Let’s zoom in a little and see how the city looks like:

chart

For this chart, I relaxed the colors a little, with 35 kmph for green and only 20 kmph for red. Things to notice:

  • the RedBull MoonTimeBike course in Tineretului (in red); notice that the whole of Tineretului or Herastrau are red; it means you can’t (and shouldn’t) bike fast in parks; please don’t bike fast in parks, it’s unpleasant (and dangerous) for bikers and pedestrians alike
  • the abandoned road circuit in Baneasa (in bright green)
  • National Arena in green
  • the two slopes around The People’s Palace in green (from how it’s built, all slopes will be green, which is not a problem, since Bucharest is pretty much flat)

Full code available here.

7 thoughts on “Mining the Best Cycling Roads around Bucharest with Strava

  1. Salut Andrei 🙂

    Great job with this! This is by far the most useful analysis of cycle traffic in Bucharest I’ve seen in a while. City planners might get very good pointers from this, combined with the classic Strava maps aggregating the number of trips on each road.

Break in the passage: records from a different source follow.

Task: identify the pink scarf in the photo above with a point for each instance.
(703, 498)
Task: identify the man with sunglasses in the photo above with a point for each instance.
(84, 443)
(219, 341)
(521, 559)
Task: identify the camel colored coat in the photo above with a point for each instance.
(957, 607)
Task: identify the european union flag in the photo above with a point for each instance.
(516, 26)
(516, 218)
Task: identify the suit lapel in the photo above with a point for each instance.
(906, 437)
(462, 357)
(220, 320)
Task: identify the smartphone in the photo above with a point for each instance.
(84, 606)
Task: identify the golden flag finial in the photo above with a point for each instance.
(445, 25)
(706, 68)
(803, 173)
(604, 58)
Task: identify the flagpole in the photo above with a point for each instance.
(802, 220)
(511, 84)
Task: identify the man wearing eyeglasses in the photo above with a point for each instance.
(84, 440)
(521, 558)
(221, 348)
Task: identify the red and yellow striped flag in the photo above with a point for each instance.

    A couple more things to take into consideration:

    – some roads are prefered by experienced cyclists or commuters while others are prefered by occasional cyclists; this does not necesarily mean that the former are of better quality: take Calea Victoriei and Lascar+Magheru+Balcescu for example, both rutes of about 2 km link Piata Victoriei to Universitate, they both have red and green traffic on your map and both have a bottoleneck in the middle (Piata Revolutiei and Piata Romana respectively), however in practice Calea Victoriei is a lot slower (30% slower in my field measurements – 35 mins on Calea Victoriei abiding by all traffic lights, compared to 25 mins on Lascar+Magheru+Balcescu, both directions alike).

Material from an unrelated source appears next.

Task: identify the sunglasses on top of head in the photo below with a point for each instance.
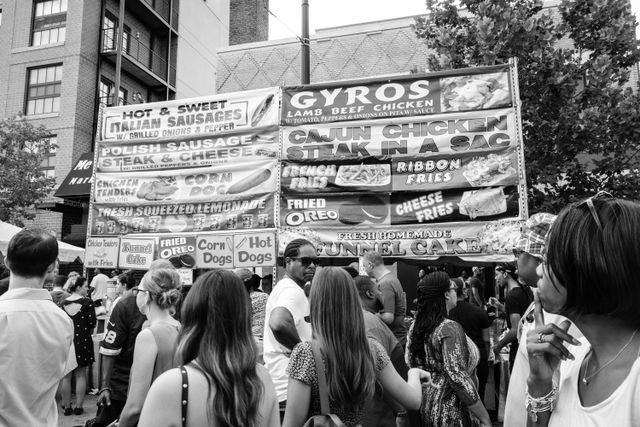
(307, 260)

    – while this data might have some genuine meaning regarding road surface quality and crossing times, you have to also consider the safety factor: some green routes are horribly dangerous for cyclists (and some even for pedestrians – take Soseaua Bucuresti-Ploiesti at Miorita, very fast (80 km/h) and highly accident-proned at the Miorita crossing and the subsequent stretch of road all the way up to the Herastrau Bridge); in this light, what might be considered fast/confortable for fast cyclists might not be fast/confortable or even acceptable for slow cyclists.

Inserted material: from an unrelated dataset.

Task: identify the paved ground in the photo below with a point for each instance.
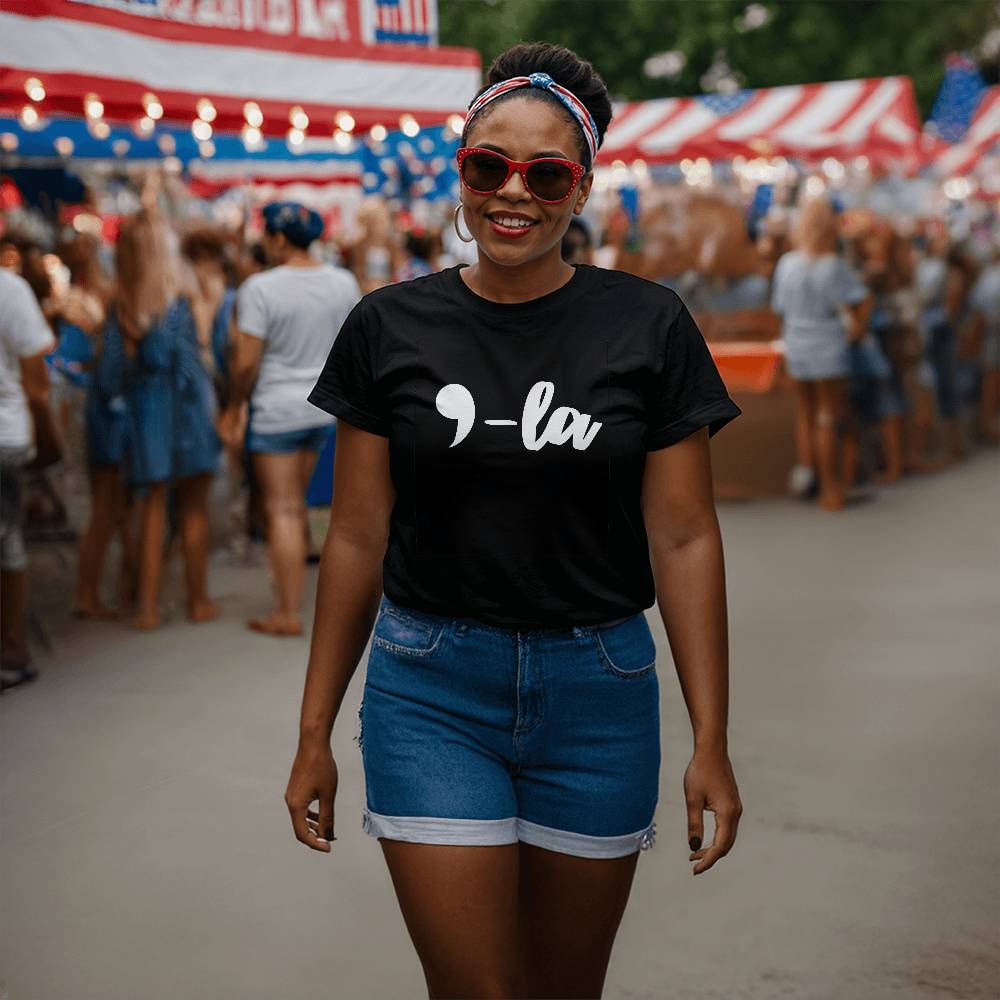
(146, 850)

    Also surprising is the amount of red traffic on your map on Bulevardul Unirii, especially between Unirii Square and Piata Constitutiei. But you might find an explanation in the fact that experienced cyclists take the road while many many beginners and families with children living in the area ride on the (crappy) sidewalks.

    • Salut Tiberiu,

      I think you’re right distinguishing between experienced cyclists and occasional ones. I would go further and split experienced cyclists into commuters and road cyclists. For example, when I’m commuting there’s a lot of traffic around (rush hour) and I go slow, both to be cautious and to not sweat a lot in work clothes. When I’m road cycling, it’s past rush hour and I’m usually in a group, so we tend to occupy one lane and go pretty fast (~40 kmph). By the way I’ve filtered the data, I tried to build that map to show how fast you will be allowed to go if you’re road cycling. Therefore I don’t think it’s correct to use it to analyze bike traffic in general. But the data I crawled from Strava could be used to analyze bike traffic. Let me know if you want to explore some ideas.

      Cheers!

    • Salut Bogdan,

      Tricky. In Python nu poti, din cate stiu, sa incarci GMaps. Cea mai simpla varianta la care m-am gandit a fost sa export imaginea ca png tranparent si s-o suprapun in Photoshop peste un screenshot cu o harta. Variante mai avansate ar implica un API in Python si un client in JS.

      • You can use Google Maps API, although I suspect the volume of data would require some form of a premium account for input alone, let alone viewing / public access.